Legacy mode applies only to projects that haven’t been updated to agent mode. All new projects and apps are created in agent mode by default.

Document digitization in legacy mode uses a variety of third-party OCR processors to achieve best results. Digitization settings are interdependent, so your digitization requirements—for example, print versus handwritten text—impact which languages are supported.

Default language set

By default, digitization is supported only for languages that use Latin characters (a, b, c…) in the Azure AI Vision Read container or Microsoft Read model, depending on your digitization settings and documents.

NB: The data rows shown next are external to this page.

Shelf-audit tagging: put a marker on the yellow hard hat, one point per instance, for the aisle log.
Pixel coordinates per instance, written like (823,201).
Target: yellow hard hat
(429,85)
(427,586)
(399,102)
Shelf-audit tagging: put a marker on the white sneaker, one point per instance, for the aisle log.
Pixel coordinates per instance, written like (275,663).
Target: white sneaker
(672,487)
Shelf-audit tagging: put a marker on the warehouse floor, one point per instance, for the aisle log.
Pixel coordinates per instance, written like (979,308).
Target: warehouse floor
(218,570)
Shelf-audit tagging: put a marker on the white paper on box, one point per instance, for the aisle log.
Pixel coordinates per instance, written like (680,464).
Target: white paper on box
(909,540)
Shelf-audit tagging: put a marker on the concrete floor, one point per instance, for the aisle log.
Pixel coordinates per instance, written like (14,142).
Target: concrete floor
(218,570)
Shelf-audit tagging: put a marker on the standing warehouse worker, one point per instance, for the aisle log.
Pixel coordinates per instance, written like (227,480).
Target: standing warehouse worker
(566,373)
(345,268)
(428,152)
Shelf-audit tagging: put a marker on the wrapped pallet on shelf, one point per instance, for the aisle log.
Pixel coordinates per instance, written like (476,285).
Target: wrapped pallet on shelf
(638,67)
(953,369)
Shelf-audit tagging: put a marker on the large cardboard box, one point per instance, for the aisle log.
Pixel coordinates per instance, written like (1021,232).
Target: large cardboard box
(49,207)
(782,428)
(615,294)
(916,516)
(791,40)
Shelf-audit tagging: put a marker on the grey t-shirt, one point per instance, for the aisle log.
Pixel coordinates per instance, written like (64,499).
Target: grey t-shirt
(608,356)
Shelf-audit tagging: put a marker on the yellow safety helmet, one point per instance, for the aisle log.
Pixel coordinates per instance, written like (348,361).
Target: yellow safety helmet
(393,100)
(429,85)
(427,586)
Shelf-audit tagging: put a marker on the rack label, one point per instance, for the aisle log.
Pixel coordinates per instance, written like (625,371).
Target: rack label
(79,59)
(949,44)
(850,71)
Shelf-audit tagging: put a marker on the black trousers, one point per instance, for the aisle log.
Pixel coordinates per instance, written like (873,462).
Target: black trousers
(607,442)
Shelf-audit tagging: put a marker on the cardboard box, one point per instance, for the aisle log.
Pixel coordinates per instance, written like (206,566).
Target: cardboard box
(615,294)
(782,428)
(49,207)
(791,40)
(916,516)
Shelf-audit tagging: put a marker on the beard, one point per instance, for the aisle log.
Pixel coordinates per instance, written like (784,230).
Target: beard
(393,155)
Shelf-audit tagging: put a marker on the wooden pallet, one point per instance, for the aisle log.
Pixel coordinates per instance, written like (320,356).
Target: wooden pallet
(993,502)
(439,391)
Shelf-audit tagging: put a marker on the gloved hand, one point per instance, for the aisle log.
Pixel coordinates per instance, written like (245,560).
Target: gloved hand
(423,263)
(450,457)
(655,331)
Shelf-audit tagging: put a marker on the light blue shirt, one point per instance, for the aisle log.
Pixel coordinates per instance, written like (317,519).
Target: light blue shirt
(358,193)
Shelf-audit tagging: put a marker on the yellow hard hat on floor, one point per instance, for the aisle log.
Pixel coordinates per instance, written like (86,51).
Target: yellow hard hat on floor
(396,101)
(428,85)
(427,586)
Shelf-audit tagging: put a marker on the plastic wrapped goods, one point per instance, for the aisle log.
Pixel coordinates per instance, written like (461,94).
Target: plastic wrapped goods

Common languages within these lists that use non-Latin characters—and thus aren’t supported by default—include Arabic, Bengali, Chinese Simplified, Chinese Traditional, Greek, Hebrew, Hindi, Japanese, Korean, Russian, Thai, and Urdu.

Standard non-Latin language set

Commercial & Enterprise

The standard non-Latin language set supports all languages in the Azure AI Vision Read container or Microsoft Read model, depending on your settings and documents.

Advanced non-Latin language set

Enterprise

The advanced non-Latin language set fully supports all languages in the Google Cloud Vision API.

Compared to the standard non-Latin language set, the advanced set adds supports for Armenian, Bengali, Greek, Gujarati, Hebrew, Kannada, Khmer, Lao, Latvian, Macedonian, Malayalam, Tagalog, Tamil, Telugu, Thai, Ukrainian, Vietnamese, and Yiddish.